In this section, we are evaluating our proposed OBI restoration method through various experiments. Firstly, experimental setups are detailed, where datasets with different features are involved to facilitate a comprehensive comparison of our method against current state-of-the-art techniques. Subsequently, we outline the comparative methods and the metrics employed to assess the restoration outcomes. The evaluation of results, both quantitative and qualitative, is presented in sequence. Additionally, we demonstrate the practical utility of the proposed OBI restoration method in real-world applications.

Datasets

To comprehensively evaluate the proposed method on real-world ancient character images, we constructed a degraded OBI image dataset by ourselves that includes complex real-world degradation. The degraded OBI images in our dataset were sourced from historical books on Shang and Zhou Bronze Inscription documents43, where OBI images in this book were obtained from ink rubbings created through traditional techniques applied to excavated oracle bone fragments. Additionally, we employed object detection techniques54 to automatically identify and segment characters from entire oracle bone images, thereby collecting degraded individual OBI character images. Moreover, through archeological expertise in classifying and denoising these images, we ultimately generated three sub-datasets containing “noisy-clean" image pairs to support the training and testing of models. These datasets are defined as follows:

  • DDenoise: A benchmark dataset for OBI character image restoration, created by removing noise from raw OBI character images. The dataset involves 900 OBI images in total, where 90% of them are used for training and the rest are used for testing.

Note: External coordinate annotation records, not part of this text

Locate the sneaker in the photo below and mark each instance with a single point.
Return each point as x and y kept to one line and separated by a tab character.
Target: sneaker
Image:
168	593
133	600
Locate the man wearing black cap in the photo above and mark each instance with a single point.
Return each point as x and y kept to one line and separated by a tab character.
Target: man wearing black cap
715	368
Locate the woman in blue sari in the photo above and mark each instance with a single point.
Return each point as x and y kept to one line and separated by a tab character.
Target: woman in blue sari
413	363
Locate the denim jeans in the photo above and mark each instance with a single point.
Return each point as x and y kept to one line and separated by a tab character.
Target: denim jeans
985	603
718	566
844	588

  • DRestore: A benchmark dataset for the restoration task of OBI character images, developed by removing noise and repairing damaged glyphs from raw images. The dataset involves 568 OBI images in total, where we use the same sample separating settings as DDenoise for model training and testing.

  • DSynthetic: A dataset for the synthetic denoising task of ancient OBI character images, created by introducing synthetic noise into two types of clean OBI images, DDenoise and DRestore.

The construction of the aforementioned sub-datasets was intended to facilitate a comparative analysis of our method against existing methods in the restoration task on OBI character images with real noise, where we present examples in Fig. 4. Additionally, to enable a more thorough evaluation of our approaches, synthetic noise was introduced to clean OBI images, labeled as DSynthetic. Specifically, we emulated a denoising scenario by incorporating random Gaussian noise (noise variance σ = [10, 50]) into clean character images, as depicted in Fig. 4.

Fig. 4
figure 4

Examples of the constructed datasets for training and testing the proposed method, the above images are degraded images, and the below are clean images.

Evaluation metrics

In the field of image processing, the structural similarity index (SSIM) and peak signal-to-noise ratio (PSNR)55 serve as prevalent metrics for evaluating image quality, particularly within the scope of image restoration tasks. PSNR is extensively employed to gauge the quality of restored images and videos. It quantifies the ratio between the maximal potential power of a signal and the power of the corrupting noise that impairs the fidelity of its representation. When comparing two images, x and y, the metric PSNR is defined as follows:

$$PSNR(x,y)=10\cdot {\log }_{10}\left(\frac{Ma{x}_{I}^{2}}{MSE(x,y)}\right)$$
(16)

where, MaxI represents the maximum possible pixel value of the image (e.g., 255 for 8-bit images), while MSE( ) denotes the mean squared error between two images. Within our experiments, image x corresponds to the ground truth clean OBI image, and image y pertains to the restored OBI image.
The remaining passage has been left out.